Faegre.co.uk
Tue, 13 May 2008
Read the London Brochure
Lawyer Biographies Practice Experience Industry Experience About the Firm Contact Us
Advanced Search
Current Legal Developments
Signup for Email Alerts More Article Search Options
Printer-friendly version
Other Links

UK Pensions & Share Incentives

PENSIONS

(i) Stakeholder Pension Schemes

There are a number of different types of pension arrangements which can be put in place for UK based staff. However, an employer may be under an obligation to put in place a Stakeholder Pension Scheme. The Welfare Reform and Pensions Act, 1999 requires employers to:

  • Designate a Stakeholder Pension Scheme.
  • Facilitate access for all their relevant employees.
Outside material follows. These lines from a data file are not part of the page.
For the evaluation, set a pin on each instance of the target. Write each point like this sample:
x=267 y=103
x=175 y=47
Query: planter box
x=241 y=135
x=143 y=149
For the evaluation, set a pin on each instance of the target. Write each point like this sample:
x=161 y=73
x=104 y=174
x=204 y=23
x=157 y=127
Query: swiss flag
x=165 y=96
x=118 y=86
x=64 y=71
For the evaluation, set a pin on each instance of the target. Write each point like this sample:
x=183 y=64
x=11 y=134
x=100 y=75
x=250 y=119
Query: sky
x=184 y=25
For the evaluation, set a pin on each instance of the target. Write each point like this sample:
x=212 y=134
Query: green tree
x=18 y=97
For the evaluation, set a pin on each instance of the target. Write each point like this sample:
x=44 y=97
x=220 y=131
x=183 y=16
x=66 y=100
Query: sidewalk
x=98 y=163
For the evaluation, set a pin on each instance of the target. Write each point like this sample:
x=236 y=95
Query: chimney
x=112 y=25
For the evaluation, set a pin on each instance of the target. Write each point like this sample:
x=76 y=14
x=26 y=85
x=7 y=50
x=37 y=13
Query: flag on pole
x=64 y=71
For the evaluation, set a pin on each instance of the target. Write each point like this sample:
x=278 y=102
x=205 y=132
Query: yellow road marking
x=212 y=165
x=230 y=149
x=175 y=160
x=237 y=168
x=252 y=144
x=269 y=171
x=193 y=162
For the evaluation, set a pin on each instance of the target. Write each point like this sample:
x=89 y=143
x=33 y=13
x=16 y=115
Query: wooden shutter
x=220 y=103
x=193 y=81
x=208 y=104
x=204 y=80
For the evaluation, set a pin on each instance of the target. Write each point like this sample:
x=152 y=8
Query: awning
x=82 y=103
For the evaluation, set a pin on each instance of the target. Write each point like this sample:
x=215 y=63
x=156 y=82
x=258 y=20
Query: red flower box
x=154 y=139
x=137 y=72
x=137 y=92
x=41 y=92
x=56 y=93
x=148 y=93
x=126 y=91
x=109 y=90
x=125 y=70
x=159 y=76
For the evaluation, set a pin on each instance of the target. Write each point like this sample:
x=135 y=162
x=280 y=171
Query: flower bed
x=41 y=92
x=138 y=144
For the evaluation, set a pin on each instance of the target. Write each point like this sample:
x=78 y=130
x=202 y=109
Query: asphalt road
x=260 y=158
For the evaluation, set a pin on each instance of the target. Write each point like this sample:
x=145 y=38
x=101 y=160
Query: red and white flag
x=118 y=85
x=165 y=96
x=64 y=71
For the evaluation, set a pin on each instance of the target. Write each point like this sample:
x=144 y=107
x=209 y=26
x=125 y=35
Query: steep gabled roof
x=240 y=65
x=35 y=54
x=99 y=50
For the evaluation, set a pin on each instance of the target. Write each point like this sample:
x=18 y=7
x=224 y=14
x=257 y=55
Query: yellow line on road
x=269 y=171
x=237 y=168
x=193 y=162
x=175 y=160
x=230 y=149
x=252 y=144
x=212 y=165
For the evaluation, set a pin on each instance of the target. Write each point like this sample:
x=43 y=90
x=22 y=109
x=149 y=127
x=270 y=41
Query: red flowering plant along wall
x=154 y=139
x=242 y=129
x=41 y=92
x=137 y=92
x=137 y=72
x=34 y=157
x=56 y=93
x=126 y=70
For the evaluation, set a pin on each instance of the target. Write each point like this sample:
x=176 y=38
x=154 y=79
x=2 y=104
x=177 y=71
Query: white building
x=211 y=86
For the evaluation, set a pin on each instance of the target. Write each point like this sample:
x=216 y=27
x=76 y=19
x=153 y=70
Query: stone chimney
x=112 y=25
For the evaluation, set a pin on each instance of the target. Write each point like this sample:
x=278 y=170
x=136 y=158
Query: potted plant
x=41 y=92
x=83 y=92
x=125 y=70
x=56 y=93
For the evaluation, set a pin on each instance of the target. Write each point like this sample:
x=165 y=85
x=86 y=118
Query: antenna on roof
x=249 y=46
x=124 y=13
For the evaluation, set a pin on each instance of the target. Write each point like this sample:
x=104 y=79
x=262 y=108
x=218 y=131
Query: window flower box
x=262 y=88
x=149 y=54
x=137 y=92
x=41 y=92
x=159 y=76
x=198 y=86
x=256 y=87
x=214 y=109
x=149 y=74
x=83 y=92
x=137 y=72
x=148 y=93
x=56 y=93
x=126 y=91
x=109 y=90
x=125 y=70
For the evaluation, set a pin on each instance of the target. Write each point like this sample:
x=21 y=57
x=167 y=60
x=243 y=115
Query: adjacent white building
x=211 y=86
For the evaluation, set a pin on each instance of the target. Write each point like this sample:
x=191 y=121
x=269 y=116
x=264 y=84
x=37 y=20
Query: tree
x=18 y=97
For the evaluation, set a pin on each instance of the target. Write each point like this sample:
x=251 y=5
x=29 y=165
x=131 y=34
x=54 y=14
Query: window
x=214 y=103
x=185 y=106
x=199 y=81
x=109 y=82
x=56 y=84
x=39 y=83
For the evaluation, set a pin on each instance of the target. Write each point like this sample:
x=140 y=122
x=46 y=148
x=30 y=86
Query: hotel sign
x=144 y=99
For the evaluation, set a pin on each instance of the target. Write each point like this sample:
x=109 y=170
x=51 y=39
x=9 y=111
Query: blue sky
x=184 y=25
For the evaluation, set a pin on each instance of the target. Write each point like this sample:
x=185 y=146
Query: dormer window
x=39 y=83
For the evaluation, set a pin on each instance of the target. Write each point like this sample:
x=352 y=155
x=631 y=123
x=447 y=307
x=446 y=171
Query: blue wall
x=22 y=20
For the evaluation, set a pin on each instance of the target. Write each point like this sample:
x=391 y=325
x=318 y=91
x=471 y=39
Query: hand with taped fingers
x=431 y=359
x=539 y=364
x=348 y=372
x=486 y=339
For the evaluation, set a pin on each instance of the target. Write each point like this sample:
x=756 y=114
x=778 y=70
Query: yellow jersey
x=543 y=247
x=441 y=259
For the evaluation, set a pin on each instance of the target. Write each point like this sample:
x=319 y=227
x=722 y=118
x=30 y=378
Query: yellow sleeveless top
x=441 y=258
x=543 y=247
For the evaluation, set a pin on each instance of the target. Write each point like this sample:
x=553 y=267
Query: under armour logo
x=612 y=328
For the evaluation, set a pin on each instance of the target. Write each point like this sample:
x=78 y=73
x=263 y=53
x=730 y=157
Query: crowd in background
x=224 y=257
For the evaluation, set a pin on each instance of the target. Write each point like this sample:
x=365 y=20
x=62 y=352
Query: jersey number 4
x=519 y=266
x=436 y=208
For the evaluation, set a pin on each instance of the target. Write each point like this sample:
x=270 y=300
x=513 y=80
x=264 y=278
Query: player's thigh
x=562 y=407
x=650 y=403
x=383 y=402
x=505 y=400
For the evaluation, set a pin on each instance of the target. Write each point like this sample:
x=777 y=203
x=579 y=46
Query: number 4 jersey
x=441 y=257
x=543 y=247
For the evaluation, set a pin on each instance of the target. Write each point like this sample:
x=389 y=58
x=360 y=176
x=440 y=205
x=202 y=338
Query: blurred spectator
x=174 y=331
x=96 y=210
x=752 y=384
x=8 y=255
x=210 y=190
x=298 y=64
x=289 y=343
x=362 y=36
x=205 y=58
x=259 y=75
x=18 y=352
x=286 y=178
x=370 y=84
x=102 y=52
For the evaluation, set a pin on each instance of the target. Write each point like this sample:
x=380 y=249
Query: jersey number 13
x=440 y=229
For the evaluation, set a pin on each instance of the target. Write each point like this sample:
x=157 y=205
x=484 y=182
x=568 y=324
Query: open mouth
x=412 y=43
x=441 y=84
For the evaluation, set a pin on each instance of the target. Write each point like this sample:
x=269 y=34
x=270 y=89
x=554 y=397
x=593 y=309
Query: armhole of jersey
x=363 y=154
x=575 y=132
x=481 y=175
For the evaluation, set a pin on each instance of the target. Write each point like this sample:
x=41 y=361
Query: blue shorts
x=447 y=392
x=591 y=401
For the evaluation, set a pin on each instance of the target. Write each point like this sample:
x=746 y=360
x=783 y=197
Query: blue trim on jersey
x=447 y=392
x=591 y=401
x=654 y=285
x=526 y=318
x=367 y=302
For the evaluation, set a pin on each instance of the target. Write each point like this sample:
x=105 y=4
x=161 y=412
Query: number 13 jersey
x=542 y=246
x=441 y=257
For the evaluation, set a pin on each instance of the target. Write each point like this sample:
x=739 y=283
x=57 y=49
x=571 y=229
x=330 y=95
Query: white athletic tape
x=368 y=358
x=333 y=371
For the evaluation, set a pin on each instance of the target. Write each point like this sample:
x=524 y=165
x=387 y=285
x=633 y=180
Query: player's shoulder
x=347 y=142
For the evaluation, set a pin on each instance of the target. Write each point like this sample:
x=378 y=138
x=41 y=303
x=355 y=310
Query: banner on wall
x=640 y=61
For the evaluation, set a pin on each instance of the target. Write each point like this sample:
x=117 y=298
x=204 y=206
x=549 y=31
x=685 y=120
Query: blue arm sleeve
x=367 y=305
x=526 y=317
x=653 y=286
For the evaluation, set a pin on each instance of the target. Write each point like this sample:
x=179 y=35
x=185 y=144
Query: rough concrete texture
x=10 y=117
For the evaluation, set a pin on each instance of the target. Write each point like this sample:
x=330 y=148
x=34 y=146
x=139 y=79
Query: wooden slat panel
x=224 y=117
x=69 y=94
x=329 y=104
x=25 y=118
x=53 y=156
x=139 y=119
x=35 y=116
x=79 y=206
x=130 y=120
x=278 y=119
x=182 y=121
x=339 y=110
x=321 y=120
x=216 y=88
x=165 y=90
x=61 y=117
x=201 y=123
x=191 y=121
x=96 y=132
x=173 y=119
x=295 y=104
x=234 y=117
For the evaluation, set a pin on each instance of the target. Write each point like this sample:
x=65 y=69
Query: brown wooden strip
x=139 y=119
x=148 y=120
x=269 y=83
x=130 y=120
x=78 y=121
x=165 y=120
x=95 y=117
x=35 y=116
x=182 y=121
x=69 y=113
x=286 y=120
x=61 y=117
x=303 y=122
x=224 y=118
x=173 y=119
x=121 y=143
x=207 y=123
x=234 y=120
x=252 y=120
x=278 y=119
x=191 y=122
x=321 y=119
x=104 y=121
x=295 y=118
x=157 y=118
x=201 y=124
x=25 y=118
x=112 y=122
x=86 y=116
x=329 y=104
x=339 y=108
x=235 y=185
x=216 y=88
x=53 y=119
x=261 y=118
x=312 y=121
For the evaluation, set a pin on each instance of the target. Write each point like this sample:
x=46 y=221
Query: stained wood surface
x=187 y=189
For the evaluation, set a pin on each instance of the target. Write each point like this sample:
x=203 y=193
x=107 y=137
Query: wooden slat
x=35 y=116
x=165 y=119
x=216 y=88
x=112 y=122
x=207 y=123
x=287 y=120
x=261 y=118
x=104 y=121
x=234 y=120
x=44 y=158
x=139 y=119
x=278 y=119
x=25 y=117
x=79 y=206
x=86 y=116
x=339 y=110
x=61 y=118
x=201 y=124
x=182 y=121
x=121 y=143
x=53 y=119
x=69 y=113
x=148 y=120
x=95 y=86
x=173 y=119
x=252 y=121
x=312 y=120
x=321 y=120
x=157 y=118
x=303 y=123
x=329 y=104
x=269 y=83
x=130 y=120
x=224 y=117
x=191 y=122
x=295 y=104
The employer is not obliged to contribute to the Stakeholder Pension Scheme but can do so if they wish. A relevant employee is one who is employed by the employer in the UK. However, the employee is not relevant if:

  • They are a member of the employer’s occupational pension scheme (see below)
  • They are eligible to join an occupational pension scheme within one year of commencing employment.
  • They earn less than the Lower Earnings Limit (£87 per week for 2002/2003).
  • They are employed by a company with 4 or fewer employees.

Stakeholder Exemption Criteria

If an employer meets any of the following criteria, they will not be required to install a Stakeholder Pension Scheme:

  • An employer with less than five employees.
  • An employer with no employees earning in excess of the Lower Earnings Limit for National Insurance.
  • An employer with a suitable occupational scheme available for all employees to join.
  • An employer with a suitable Group Personal Pension (see below) to which they contribute at least 3% of earnings.

(ii) Defined Benefit / Final Salary Pension Schemes

These are occupational pension schemes where the benefits an employee will receive at retirement are generally dependent upon salary and service. They are commonly known as "Final Salary" schemes.

These schemes are now very unpopular with small employers due to the complicated administration and the open-ended financial commitment in relation to current members and those who have left service.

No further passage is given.